Absence of temporal tasks: Short-horizon temporal cues (0.5s) are used only to mitigate asynchrony issues, while long-horizon temporal tasks such as motion prediction remain largely unexplored.

Scarcity of real-world sequential datasets: Existing V2X datasets are mostly non-sequential and support only a single collaboration mode, lacking sequential datasets that cover all collaboration modes (V2V, V2I, I2I, VC, IC).

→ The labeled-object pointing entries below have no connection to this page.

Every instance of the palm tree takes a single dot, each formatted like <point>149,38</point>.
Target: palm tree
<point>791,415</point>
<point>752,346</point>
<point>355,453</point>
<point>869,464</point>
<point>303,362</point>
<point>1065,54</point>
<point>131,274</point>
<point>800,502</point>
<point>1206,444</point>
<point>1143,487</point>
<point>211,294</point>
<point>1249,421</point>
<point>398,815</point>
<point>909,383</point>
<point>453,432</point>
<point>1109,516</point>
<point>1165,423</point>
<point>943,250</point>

Absence of end-to-end PnP frameworks: Decoupled pipelines for perception and prediction suffer from error propagation.

Core Problem¶

Three key questions in multi-agent multi-frame collaboration: (1) What information to transmit? (2) When to transmit? (3) How to fuse temporal and spatial dimensions across multiple agents?

Method¶

Overall Architecture¶

V2XPnP consists of six modules: V2X metadata sharing, LiDAR feature extraction (PointPillar), multi-frame temporal fusion, compression and sharing, multi-agent spatial fusion, and map feature extraction, followed by detection and prediction heads. The framework adopts intermediate feature fusion with a one-step communication strategy, in which each agent first fuses historical BEV features locally and then transmits the compressed single-frame feature to the ego agent.

Key Designs¶

1. One-step Communication¶

Function: Each agent shares the fused result of all historical data in a single communication round, rather than transmitting frames iteratively over multiple steps.
Mechanism: Each agent first locally fuses the historical BEV feature sequence $\mathbf{F}_i^{seq} \in \mathbb{R}^{T \times H \times W \times C}$ into a single frame $\mathbf{F}'_i \in \mathbb{R}^{H \times W \times C}$, keeping the transmission volume comparable to single-frame collaborative perception.
Design Motivation: Multi-step communication introduces cumulative latency, data loss, and the risk that neighboring agents may fall outside the communication range in historical frames. One-step communication preserves full spatio-temporal information while reducing transmission from $5 \times 0.269$ Mb to $0.269$ Mb, with a latency of approximately 10–20 ms.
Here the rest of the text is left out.